“Are you ready, darlin’?” I ask her, which only earns me a whimper of a yes before I slide into her tight pussy. She feels like she was made for me, molded to my cock like someone that was only meant to have me inside her.
Her ass is bright red from where I spanked her, and the rosy hue only makes my cock harder.
“Please, Julian,” she mewls. Her pleas are music to my ears. I grip her hips, my fingers digging into her possessively, as I pull out and slam back in. I can’t hold back. I don’t want to hold back. I meant what I said to her. She’s mine now. Our bodies move in sync.
She claws at the chaise; my body is lost to the white-hot pleasure currently burning a path through every vein in my body. Nea’s pussy pulses around my shaft, but I don’t relent. I want to draw another two orgasms from her.
I reach around, circling her clit, and with my other hand, I toy with her nipple, tugging and tweaking until I feel her walls tighten so hard I’m almost blinded from the intense pleasure.
She’s still whimpering as I continue fucking her. Nea’s soft moans, then loud ones, are all a soundtrack to our lovemaking, our fucking, our connection. My body is hers the same way hers is mine.
I pull out one more time as I feel her body tighten, sucking me in deep. And I know it’s time to let go. And I do. I hold her close, my hips slamming into her, and her sweat-slicked back against my chest is where I find my euphoria.
We don’t move for a long while. And I don’t want to move, to slip out of her, because the only thing that seems to keep me sane, that makes me feel real, is her.
When I do disconnect from Nea, she turns to look directly at me. Her eyes are shining with happiness, and I mimic her smile.
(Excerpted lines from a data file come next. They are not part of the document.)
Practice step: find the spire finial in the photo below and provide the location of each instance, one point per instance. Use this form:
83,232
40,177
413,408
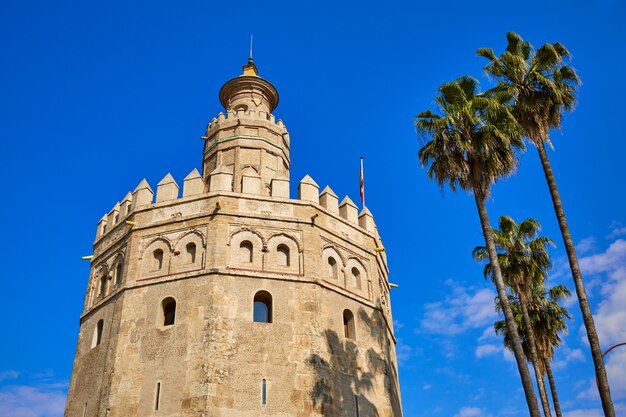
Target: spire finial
250,59
250,68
Gently, I lift her into my arms, and she twines her hands around my neck as I walk us through the house, down the hall, and into my bedroom.
I set her down on the bed, and she smiles up at me.
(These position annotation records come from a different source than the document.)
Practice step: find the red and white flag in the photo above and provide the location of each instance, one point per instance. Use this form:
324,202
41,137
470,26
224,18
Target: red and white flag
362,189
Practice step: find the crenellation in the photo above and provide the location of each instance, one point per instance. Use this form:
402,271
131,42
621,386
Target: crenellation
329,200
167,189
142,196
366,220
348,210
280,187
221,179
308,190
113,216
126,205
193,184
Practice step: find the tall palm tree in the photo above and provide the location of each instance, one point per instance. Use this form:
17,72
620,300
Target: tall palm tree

“Was that dessert?” she teases, giggling when I roll her onto her back and practically leap over her. Her laugh bounces off the walls of my bedroom. It’s been so long since laughter was heard here, and Nea truly has brought my home to life. But more importantly, she’s brought me to life.
“That was a lot more dessert than you’re used to,” I tell her. “Isn’t it?” Our lips touch gently. She doesn’t shy away from me anymore. The confident girl with the ink that adorns her skin is mine. She’s in my bed, and she’s making me fall in love with her.
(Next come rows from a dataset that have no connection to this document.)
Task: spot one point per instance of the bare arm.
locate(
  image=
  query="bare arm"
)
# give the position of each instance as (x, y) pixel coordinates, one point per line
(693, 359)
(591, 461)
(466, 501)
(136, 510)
“There can never be too much dessert,” Nea whispers along my mouth. “And when I’m around, you’ll always have something sweet to eat.”
“Now that is definitely music to my ears. When can you move in?” The moment the question leaves my lips, I realize what I just said. Her mouth opens, her eyes widen, and I realize I’ve just said something stupid. I shouldn’t have muttered the words. “I’m going to get cleaned up.” Pushing off her, I rise to full height. When I feel her hand on me, I jerk it off. “I said I need to get cleaned up.” My tone is biting, but I can’t explain where it’s coming from.
“Julian.” Her voice is soft, timid.
“I need time.” It’s all I can manage as I head into the attached bathroom, leaving her on the bed. I open the hot water tap and grab a cloth. She needs to clean up, and after what I just said and did, leaving her in there, I think I should make up for it.
Guilt tightens my chest when I walk back into the bedroom to find it empty. Racing into the studio, I come to find Nea’s clothes are gone, and so are her shoes.Frustration has taken hold of me as I drive to Nea’s apartment. I didn’t want to have to do this, but she’s forced my hand. I shouldn’t have walked away from her, but as I sat in the bedroom, with her scent all over the sheets, I knew I needed to apologize. But I gave myself a few hours, time to think about how I’m going to explain my coldness toward her. She’s fire, and I’m all fucking ice. When I pull up to the building, I park, exit the vehicle, and head for the door.
It’s easy getting through the entrance foyer when I explain that I’m her boss, and soon enough, I’m outside Nea’s door. And for some reason, I’m fucking nervous. I don’t know what to make of these emotions that currently have a hold of me, because they’re new, unchartered territory for me.